Question

If a + b + c = 0 then ${{a}^{3}}+{{b}^{3}}+{{c}^{3}}$ is equal to:
(a) 2abc
(b) 3abc
(c) abc
(d) 4abc

Answer 1

Hint: Start by subtracting c on both the side in the given equation. There you will get the value of c. Then substitute the value of c in the expression. Then apply the formula of ${{\left( x+y \right)}^{3}}$ to reach a result.

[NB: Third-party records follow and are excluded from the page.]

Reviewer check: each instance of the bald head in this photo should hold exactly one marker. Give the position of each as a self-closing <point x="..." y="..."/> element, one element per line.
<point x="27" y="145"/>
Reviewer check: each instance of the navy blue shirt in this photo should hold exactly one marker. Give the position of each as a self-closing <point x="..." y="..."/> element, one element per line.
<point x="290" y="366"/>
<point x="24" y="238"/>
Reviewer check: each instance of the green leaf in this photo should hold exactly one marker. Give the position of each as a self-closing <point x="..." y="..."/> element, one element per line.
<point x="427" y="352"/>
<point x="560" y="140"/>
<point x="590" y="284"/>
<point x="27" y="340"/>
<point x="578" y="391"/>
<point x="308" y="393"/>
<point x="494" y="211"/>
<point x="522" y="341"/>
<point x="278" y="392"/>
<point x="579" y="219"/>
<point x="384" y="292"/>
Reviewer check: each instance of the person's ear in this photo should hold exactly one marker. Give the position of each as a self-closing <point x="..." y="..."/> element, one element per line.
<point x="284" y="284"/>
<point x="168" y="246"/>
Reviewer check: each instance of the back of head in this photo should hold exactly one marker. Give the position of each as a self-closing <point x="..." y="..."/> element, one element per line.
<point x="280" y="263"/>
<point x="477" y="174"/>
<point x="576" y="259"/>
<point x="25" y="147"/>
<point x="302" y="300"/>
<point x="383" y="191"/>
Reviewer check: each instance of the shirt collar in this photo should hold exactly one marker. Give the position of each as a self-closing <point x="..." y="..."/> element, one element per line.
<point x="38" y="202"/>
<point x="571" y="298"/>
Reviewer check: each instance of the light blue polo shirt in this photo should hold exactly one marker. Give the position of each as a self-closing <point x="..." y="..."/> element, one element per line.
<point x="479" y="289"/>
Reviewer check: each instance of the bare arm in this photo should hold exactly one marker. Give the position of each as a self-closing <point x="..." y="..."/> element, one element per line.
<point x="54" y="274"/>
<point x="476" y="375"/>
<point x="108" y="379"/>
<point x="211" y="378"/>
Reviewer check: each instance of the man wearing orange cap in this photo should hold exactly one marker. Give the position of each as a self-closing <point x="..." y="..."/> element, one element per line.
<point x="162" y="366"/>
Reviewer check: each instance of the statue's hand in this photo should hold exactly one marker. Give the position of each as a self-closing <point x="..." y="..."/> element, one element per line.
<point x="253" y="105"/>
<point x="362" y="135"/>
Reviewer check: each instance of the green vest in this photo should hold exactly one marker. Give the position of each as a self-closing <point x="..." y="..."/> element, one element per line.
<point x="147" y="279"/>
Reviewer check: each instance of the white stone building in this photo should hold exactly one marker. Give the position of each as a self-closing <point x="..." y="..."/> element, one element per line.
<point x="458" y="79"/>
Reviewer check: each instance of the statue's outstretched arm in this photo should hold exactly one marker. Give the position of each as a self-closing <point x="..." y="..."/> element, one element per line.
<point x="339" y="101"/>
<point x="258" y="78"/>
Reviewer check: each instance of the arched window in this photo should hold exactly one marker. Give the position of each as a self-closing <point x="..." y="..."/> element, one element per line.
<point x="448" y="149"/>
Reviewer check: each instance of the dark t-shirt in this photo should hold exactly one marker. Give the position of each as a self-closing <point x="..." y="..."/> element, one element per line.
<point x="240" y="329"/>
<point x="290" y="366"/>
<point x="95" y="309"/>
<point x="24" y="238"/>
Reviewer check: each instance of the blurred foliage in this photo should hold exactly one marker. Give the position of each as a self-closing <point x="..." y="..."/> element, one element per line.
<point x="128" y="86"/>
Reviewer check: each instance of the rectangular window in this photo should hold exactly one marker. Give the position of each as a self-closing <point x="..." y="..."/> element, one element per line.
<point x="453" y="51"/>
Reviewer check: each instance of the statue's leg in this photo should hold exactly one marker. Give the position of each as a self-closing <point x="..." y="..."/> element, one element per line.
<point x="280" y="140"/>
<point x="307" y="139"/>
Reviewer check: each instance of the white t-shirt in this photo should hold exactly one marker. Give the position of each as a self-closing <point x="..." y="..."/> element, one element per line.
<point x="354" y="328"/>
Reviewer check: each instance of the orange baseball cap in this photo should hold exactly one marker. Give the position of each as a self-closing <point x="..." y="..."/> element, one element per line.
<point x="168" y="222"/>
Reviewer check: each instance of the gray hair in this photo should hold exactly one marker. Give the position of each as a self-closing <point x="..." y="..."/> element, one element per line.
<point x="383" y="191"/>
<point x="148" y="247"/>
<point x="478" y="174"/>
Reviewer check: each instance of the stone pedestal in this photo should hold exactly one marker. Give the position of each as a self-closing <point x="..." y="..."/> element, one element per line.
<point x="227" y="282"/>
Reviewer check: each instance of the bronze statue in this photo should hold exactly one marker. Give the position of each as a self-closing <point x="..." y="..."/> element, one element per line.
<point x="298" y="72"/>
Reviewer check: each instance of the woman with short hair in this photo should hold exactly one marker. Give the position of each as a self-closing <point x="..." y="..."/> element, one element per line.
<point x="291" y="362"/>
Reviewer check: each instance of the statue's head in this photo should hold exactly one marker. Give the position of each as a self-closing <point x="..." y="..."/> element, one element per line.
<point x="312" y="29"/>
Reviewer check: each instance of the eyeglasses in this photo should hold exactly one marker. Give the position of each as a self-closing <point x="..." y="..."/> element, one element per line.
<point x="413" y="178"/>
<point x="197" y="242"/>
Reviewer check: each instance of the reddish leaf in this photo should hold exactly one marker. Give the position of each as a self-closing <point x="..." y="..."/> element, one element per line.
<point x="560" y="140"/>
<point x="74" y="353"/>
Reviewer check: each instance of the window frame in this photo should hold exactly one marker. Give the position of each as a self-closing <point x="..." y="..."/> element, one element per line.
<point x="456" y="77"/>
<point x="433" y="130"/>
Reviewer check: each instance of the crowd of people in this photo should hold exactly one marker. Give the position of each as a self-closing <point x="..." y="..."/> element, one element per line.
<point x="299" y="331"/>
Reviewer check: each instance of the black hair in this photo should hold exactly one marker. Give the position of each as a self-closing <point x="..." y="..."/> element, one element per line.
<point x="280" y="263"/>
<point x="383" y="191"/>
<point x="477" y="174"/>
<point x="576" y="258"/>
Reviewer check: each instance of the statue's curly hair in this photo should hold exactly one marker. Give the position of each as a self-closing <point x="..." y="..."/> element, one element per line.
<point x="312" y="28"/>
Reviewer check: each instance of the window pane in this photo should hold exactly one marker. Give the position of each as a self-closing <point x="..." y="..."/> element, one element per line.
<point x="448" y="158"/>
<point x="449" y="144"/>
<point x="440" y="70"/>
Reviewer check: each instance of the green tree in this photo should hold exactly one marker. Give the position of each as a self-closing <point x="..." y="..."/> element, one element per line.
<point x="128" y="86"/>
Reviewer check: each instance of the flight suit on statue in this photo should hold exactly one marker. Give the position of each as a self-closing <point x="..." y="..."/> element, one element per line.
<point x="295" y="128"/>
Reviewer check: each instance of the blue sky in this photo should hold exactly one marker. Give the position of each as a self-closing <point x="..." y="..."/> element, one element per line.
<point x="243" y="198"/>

Complete step-by-step answer:
Before starting with the solution to the above question, let us first discuss the important algebraic formulas that we are going to be using in our solution.
${{x}^{3}}-{{y}^{3}}=\left( x-y \right)\left( {{x}^{2}}+xy+{{y}^{2}} \right)$ .
${{x}^{3}}+{{y}^{3}}=\left( x+y \right)\left( {{x}^{2}}-xy+{{y}^{2}} \right)$ .
${{\left( x+y \right)}^{3}}={{x}^{3}}+{{y}^{3}}+3{{x}^{2}}y+3{{y}^{2}}x$ .
${{\left( x+y+z \right)}^{2}}={{x}^{2}}+{{y}^{2}}+{{z}^{2}}+2xy+2yz+2zx$ .

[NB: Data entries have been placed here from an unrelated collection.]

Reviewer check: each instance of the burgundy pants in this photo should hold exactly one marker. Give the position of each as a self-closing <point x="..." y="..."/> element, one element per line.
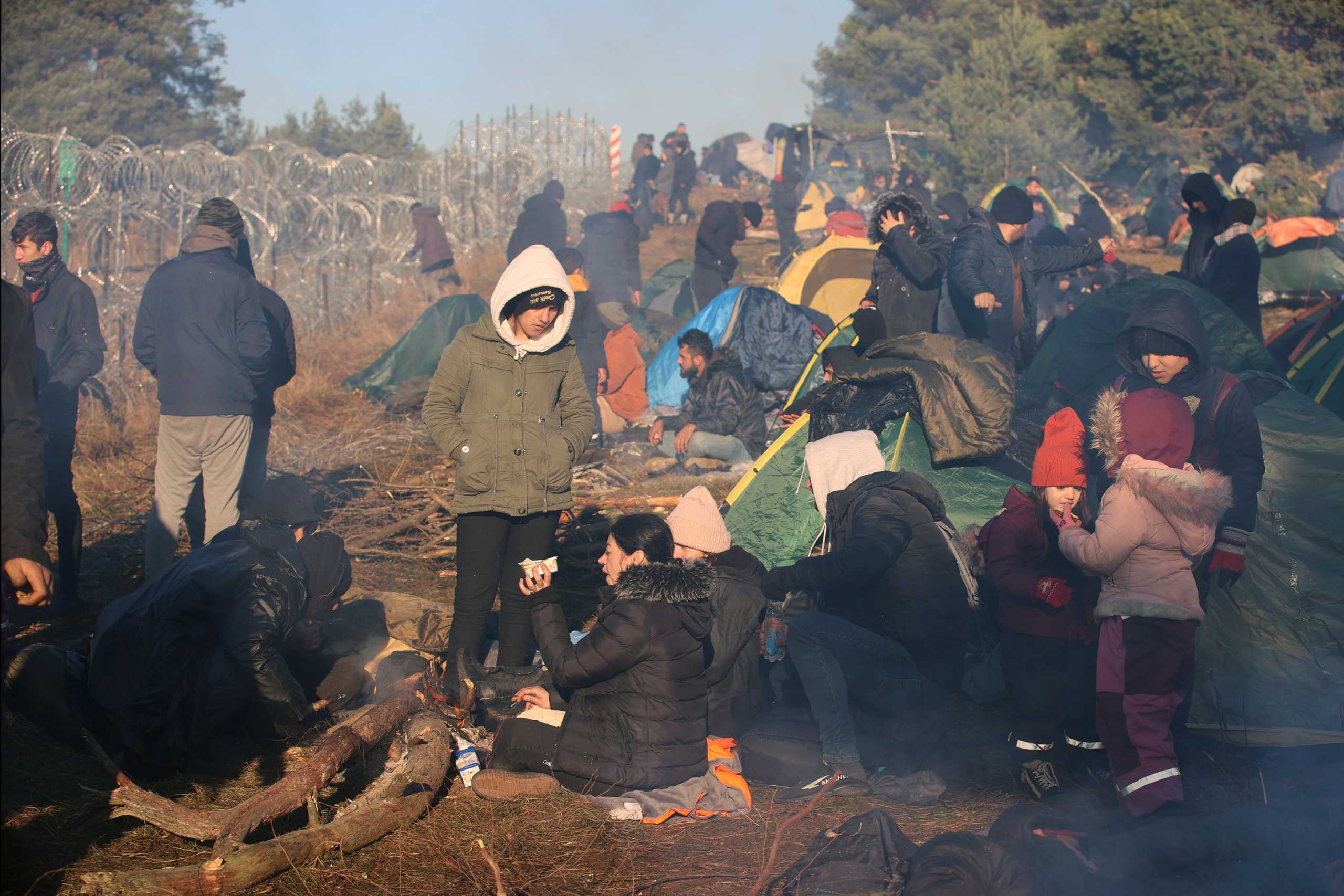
<point x="1144" y="669"/>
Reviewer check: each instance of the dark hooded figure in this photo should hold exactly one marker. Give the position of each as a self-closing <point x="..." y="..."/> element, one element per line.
<point x="1208" y="219"/>
<point x="542" y="222"/>
<point x="1164" y="345"/>
<point x="909" y="265"/>
<point x="952" y="208"/>
<point x="1233" y="268"/>
<point x="175" y="660"/>
<point x="1092" y="222"/>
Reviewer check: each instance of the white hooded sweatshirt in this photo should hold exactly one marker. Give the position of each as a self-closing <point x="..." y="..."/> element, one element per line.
<point x="536" y="267"/>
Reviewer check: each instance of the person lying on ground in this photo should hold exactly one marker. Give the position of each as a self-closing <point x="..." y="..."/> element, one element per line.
<point x="909" y="265"/>
<point x="1159" y="515"/>
<point x="737" y="602"/>
<point x="635" y="684"/>
<point x="897" y="616"/>
<point x="992" y="275"/>
<point x="1164" y="345"/>
<point x="1045" y="610"/>
<point x="722" y="416"/>
<point x="182" y="659"/>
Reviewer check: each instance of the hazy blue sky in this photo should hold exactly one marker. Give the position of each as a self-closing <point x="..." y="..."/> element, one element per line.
<point x="646" y="66"/>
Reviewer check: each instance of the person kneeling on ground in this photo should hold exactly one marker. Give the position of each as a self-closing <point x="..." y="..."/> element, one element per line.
<point x="636" y="681"/>
<point x="897" y="616"/>
<point x="175" y="661"/>
<point x="722" y="416"/>
<point x="1045" y="609"/>
<point x="737" y="604"/>
<point x="1155" y="522"/>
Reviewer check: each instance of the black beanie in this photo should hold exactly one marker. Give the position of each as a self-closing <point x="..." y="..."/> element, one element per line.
<point x="1144" y="340"/>
<point x="328" y="571"/>
<point x="1012" y="206"/>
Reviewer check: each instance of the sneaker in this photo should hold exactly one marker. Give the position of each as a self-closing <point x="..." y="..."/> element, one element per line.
<point x="1040" y="781"/>
<point x="512" y="785"/>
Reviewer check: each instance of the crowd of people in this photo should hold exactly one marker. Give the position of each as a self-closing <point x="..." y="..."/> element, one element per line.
<point x="1098" y="573"/>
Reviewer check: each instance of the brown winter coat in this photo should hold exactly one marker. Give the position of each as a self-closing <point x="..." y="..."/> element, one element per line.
<point x="1155" y="522"/>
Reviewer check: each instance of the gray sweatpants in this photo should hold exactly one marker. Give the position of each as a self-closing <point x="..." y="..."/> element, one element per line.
<point x="213" y="448"/>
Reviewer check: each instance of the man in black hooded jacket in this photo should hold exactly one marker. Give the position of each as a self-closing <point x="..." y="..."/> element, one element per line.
<point x="1208" y="219"/>
<point x="174" y="661"/>
<point x="1164" y="345"/>
<point x="541" y="224"/>
<point x="909" y="267"/>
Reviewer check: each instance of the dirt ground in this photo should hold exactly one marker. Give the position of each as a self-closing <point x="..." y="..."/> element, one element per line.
<point x="354" y="455"/>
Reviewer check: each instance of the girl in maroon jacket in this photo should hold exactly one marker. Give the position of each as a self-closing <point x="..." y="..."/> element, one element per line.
<point x="1045" y="608"/>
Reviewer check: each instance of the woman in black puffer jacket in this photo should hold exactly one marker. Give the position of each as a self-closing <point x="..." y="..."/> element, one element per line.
<point x="636" y="714"/>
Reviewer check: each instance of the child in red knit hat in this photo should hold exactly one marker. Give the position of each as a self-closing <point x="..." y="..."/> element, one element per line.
<point x="1047" y="635"/>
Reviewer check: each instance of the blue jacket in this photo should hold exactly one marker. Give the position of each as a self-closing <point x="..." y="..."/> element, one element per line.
<point x="201" y="331"/>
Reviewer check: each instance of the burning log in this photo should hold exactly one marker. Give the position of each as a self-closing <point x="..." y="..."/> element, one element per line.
<point x="400" y="797"/>
<point x="229" y="827"/>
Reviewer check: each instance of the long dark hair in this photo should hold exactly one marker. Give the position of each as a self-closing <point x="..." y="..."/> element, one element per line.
<point x="1083" y="510"/>
<point x="644" y="532"/>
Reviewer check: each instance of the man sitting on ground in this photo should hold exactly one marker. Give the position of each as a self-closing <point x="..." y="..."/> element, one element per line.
<point x="897" y="620"/>
<point x="722" y="416"/>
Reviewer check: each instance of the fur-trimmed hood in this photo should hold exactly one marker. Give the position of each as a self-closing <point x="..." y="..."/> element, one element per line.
<point x="673" y="582"/>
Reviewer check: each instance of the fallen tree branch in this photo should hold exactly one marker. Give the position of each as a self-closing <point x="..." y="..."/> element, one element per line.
<point x="229" y="827"/>
<point x="393" y="801"/>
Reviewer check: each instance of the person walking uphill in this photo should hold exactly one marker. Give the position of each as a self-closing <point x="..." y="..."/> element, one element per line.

Now let us start with our solution to the above question.
In the question it is given that:
a + b + c = 0.
On taking c to the other side of the equation, we get
a + b = - c.

To get the value of c in terms of a and b, we will multiply both sides by -1. On doing so, we get
- ( a + b ) = c ………….(i)
Now we will substitute the value of c from equation (i) in the expression given in the question.
${{a}^{3}}+{{b}^{3}}+{{c}^{3}}$
$={{a}^{3}}+{{b}^{3}}+{{\left( -(a+b) \right)}^{3}}$
We know ${{\left( -x \right)}^{3}}=-{{x}^{3}}$ , applying this to our expression, we get
$={{a}^{3}}+{{b}^{3}}-{{\left( a+b \right)}^{3}}$

Now using the formula: ${{\left( x+y \right)}^{3}}={{x}^{3}}+{{y}^{3}}+3{{x}^{2}}y+3{{y}^{2}}x$ , we get
$={{a}^{3}}+{{b}^{3}}-\left( {{a}^{3}}+{{b}^{3}}+3{{a}^{2}}b+3{{b}^{2}}a \right)$
$={{a}^{3}}+{{b}^{3}}-{{a}^{3}}-{{b}^{3}}-3{{a}^{2}}b-3{{b}^{2}}a$
$=-3{{a}^{2}}b-3{{b}^{2}}a$

Now to simplify the expression let us take -3ab common from both terms, then our expression becomes:
 $=-3ab(a+b)$
Again substituting the value of c from equation (i), our expression simplifies to:
$=-3ab(-c)$
= 3abc.
So, we can say that the expression ${{a}^{3}}+{{b}^{3}}+{{c}^{3}}$ is equal to 3abc provided a + b + c = 0.

Therefore, our final answer is option (b) 3abc.

Note: While opening the brackets, keep a close check on the signs, as in such questions, the signs play a crucial role. The general mistake a student makes is : $-b-c=-\left( b-c \right)$ . It is preferred to keep the expression as neat as possible by eliminating all the removable terms as the larger is the number of terms in your expression the more is the probability of making a mistake.
For solving the above question, we can also use the formula: ${{a}^{3}}+{{b}^{3}}+{{c}^{3}}-3abc=\left( a+b+c \right)\left( {{a}^{2}}+{{b}^{2}}+{{c}^{2}}-ab-bc-ca \right)$ .